Mais il était si bien disposé à se « laisser influencer », autrement dit à se livrer à des expériences, qu’il réprima la protestation que sa piété et son bon goût élevaient contre la conception settembrinienne des choses ; il se disait que ce qui lui semblait blasphème pouvait être qualifié d’audace, et que ce qu’il jugeait de mauvais goût pouvait avoir été de la générosité et un noble enthousiasme, du moins en certaines circonstances, par exemple lorsque le grand-père Settembrini avait appelé les barricades le « trône du peuple », et qu’il avait déclaré qu’il s’agissait de « consacrer la pique du citoyen sur l’autel de l’Humanité ».

Hans Castorp savait pourquoi il écoutait M. Settembrini ; il le savait non pas de manière à l’exprimer avec clarté, mais il le savait quand même.
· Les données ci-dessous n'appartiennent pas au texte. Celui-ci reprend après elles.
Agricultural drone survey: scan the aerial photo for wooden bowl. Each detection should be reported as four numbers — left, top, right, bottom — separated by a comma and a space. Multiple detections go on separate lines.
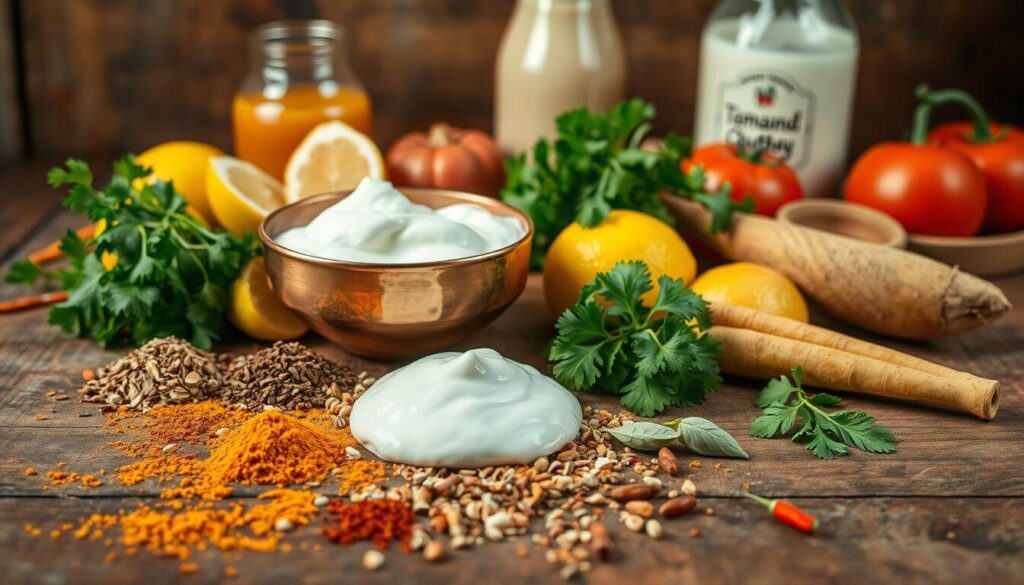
909, 229, 1024, 277
775, 199, 907, 248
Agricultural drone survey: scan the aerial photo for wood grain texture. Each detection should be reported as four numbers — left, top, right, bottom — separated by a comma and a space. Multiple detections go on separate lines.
7, 0, 1024, 164
0, 498, 1024, 585
0, 183, 1024, 584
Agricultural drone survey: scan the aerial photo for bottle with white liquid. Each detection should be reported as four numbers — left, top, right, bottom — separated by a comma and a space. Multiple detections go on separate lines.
694, 0, 858, 197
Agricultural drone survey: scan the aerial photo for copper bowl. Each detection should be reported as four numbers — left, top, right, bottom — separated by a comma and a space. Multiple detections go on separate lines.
259, 187, 534, 359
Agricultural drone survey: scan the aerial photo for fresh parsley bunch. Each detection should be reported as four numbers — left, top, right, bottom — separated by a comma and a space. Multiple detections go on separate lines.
7, 155, 258, 348
502, 99, 754, 267
548, 261, 722, 416
751, 368, 896, 459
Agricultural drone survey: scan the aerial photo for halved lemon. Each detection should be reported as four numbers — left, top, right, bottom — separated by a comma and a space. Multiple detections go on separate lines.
206, 157, 286, 236
285, 121, 385, 203
227, 257, 309, 341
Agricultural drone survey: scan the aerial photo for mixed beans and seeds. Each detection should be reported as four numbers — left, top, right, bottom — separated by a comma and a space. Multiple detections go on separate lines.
27, 338, 733, 579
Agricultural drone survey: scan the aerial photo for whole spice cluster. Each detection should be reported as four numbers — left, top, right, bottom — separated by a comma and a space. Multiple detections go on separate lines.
221, 341, 359, 410
79, 337, 222, 410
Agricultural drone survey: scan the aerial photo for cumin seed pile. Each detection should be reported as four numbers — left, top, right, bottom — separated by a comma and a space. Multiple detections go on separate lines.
79, 337, 223, 411
221, 341, 359, 410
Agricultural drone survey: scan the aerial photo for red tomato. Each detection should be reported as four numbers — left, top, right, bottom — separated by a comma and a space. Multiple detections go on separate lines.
684, 142, 804, 215
845, 142, 986, 237
928, 122, 1024, 234
384, 123, 505, 197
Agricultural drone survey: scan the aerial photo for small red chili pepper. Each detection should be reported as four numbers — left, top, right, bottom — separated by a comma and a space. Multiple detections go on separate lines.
740, 492, 818, 534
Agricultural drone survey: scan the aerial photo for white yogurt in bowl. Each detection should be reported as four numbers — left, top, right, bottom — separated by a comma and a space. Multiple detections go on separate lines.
274, 177, 526, 264
349, 348, 583, 468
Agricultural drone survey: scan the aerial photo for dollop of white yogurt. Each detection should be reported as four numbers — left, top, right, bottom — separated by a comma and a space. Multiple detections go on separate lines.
349, 348, 583, 468
276, 177, 526, 264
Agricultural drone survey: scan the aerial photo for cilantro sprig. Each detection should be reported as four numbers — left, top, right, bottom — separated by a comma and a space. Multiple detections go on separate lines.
750, 368, 896, 459
7, 155, 259, 347
548, 261, 722, 416
502, 99, 754, 268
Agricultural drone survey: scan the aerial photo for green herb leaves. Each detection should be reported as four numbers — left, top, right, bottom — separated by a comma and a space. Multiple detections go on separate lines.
7, 156, 258, 347
603, 416, 749, 459
603, 421, 679, 451
751, 368, 896, 459
664, 416, 750, 459
548, 261, 722, 416
502, 99, 753, 267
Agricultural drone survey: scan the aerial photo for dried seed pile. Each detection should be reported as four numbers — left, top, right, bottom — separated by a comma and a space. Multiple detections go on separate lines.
327, 407, 696, 579
221, 341, 359, 410
79, 337, 222, 411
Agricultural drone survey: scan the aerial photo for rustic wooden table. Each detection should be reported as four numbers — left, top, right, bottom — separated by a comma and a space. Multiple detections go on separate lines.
0, 168, 1024, 585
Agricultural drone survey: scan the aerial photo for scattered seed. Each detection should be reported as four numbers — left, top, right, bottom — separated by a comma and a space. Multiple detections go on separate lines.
362, 550, 384, 571
644, 518, 663, 540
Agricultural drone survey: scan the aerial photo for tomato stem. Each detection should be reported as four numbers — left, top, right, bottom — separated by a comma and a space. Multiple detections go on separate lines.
914, 84, 1000, 143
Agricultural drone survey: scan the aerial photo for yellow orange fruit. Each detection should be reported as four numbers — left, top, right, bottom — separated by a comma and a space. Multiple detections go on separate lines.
206, 157, 285, 236
135, 140, 224, 222
544, 209, 696, 315
285, 120, 385, 203
690, 262, 809, 323
227, 257, 309, 341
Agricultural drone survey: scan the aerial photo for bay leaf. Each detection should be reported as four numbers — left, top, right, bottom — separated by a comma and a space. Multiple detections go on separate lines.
675, 416, 750, 459
602, 421, 679, 451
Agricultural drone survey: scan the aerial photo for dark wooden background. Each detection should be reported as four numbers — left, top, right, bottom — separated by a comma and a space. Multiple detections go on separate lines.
0, 0, 1024, 174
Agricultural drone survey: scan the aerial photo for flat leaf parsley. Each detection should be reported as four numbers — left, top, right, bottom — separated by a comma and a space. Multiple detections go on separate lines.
548, 261, 722, 416
502, 99, 754, 268
7, 156, 258, 348
751, 368, 896, 459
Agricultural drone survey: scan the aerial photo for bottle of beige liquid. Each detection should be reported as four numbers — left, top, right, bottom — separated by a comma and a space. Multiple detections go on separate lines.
495, 0, 626, 155
694, 0, 858, 197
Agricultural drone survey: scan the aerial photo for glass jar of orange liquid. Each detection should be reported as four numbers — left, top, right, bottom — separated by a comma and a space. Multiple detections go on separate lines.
232, 20, 372, 178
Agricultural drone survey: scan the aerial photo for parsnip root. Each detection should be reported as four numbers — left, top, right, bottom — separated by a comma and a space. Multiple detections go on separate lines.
710, 304, 999, 420
663, 196, 1011, 339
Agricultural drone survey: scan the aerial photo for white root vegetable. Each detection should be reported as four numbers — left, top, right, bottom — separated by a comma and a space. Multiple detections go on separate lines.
663, 196, 1011, 339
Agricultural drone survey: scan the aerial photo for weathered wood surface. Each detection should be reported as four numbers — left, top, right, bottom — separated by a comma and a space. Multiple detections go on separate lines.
12, 0, 1024, 156
0, 498, 1024, 585
0, 183, 1024, 583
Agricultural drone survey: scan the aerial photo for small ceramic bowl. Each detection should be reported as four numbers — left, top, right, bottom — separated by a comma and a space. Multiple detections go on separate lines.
910, 229, 1024, 277
775, 199, 907, 248
259, 189, 534, 359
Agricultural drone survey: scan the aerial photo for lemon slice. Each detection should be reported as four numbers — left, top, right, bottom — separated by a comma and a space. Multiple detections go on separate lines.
285, 121, 384, 203
227, 257, 309, 341
206, 157, 286, 236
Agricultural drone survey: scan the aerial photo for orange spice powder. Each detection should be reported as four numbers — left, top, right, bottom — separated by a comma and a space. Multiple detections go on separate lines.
206, 410, 351, 485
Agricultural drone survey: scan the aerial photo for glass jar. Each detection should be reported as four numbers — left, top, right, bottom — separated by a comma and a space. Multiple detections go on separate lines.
694, 0, 858, 197
495, 0, 626, 154
231, 20, 372, 178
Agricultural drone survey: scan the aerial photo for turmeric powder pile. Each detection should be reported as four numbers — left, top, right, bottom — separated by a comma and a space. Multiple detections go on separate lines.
74, 489, 317, 560
206, 410, 354, 485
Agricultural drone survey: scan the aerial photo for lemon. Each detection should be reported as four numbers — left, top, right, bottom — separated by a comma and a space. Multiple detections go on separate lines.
690, 262, 809, 323
285, 121, 385, 203
206, 157, 285, 236
227, 257, 309, 341
544, 209, 696, 315
135, 140, 224, 222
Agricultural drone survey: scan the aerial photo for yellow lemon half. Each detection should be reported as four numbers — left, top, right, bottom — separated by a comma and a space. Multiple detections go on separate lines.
544, 209, 696, 315
227, 257, 309, 341
285, 121, 385, 203
690, 262, 809, 323
135, 140, 224, 222
206, 157, 285, 236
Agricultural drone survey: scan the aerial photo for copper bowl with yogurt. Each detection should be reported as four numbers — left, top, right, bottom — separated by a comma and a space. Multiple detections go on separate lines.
259, 187, 534, 360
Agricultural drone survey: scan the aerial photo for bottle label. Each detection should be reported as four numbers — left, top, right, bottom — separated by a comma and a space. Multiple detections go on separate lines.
715, 71, 814, 170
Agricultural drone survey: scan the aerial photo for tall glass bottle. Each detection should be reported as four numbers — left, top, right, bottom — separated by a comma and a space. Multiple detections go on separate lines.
495, 0, 626, 154
694, 0, 859, 197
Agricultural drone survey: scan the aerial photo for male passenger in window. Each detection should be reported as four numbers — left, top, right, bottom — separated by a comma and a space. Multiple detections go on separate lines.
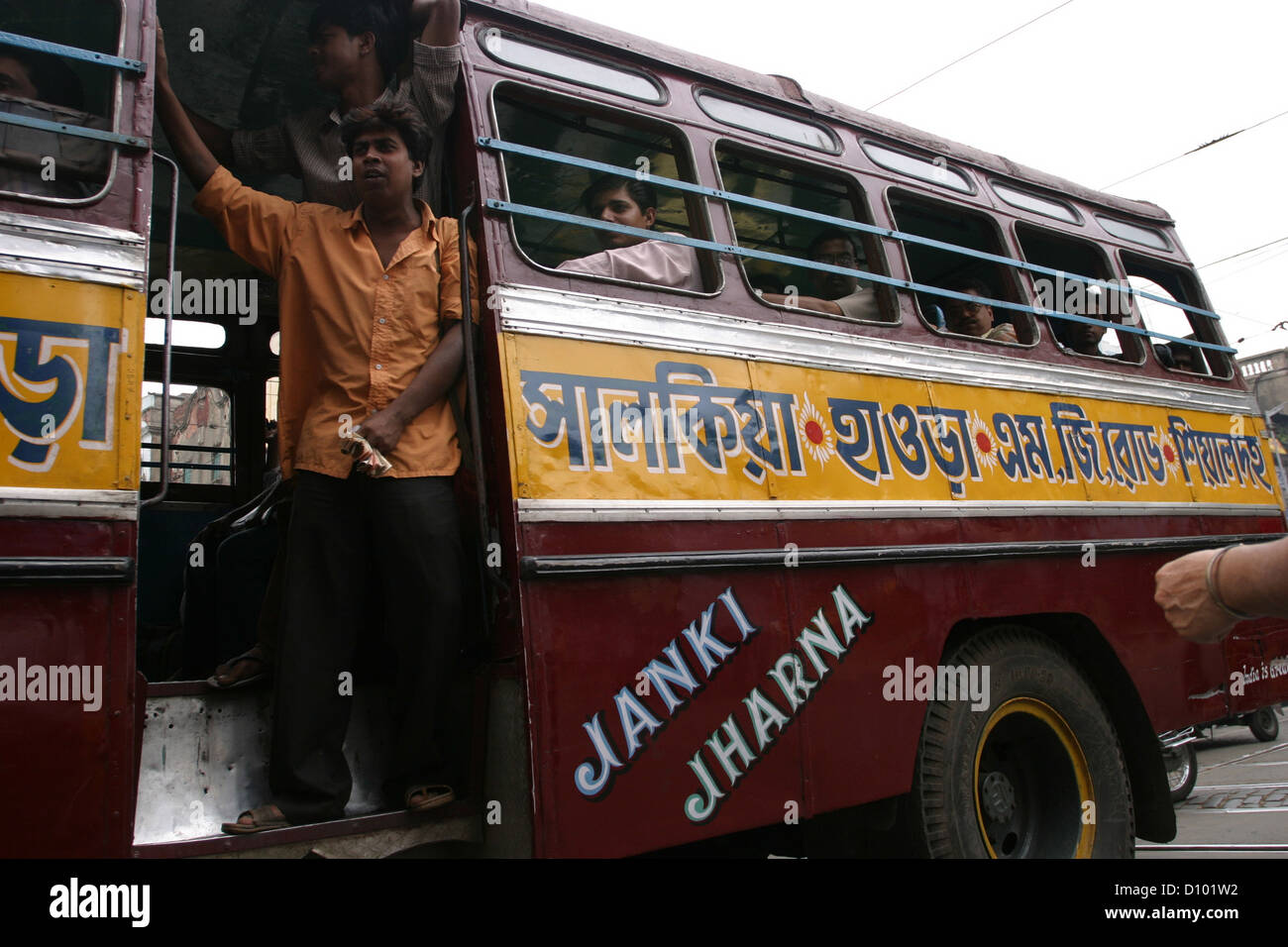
170, 0, 461, 210
558, 175, 703, 292
1167, 342, 1207, 374
944, 279, 1018, 342
156, 27, 478, 834
760, 228, 881, 321
1064, 316, 1111, 356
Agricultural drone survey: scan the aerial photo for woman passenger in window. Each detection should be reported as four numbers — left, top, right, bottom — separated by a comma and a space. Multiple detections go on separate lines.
944, 279, 1019, 342
558, 175, 703, 292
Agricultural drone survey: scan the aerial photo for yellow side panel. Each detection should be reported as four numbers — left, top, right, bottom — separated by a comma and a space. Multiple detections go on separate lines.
502, 334, 1280, 506
0, 273, 146, 489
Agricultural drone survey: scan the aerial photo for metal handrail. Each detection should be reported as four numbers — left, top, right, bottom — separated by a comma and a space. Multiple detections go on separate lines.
139, 152, 179, 510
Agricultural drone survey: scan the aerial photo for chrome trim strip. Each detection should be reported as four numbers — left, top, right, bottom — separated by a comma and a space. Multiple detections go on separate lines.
497, 284, 1259, 415
0, 213, 149, 292
519, 536, 1277, 579
0, 487, 139, 522
519, 500, 1283, 523
0, 556, 134, 585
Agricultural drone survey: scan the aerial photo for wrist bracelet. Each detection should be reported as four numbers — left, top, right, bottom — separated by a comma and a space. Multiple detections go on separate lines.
1207, 543, 1257, 621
Il y avait dans sa complaisance quelque chose comme un sentiment du devoir, en dehors de cette absence de responsabilité propre aux vacances du voyageur et du visiteur, qui ne se ferme à aucune impression et qui se laisse faire par les choses, sachant que demain ou après-demain il ouvrirait ses ailes, et retournerait à l’ordre accoutumé. C’était quelque chose, par conséquent, comme une voix de sa conscience, et pour être précis, de sa conscience mauvaise qui l’inclinait à écouter l’Italien, une jambe croisée sur l’autre, tirant des bouffées de son Maria Mancini, ou lorsque, tous les trois, ils remontaient du quartier anglais vers le Berghof.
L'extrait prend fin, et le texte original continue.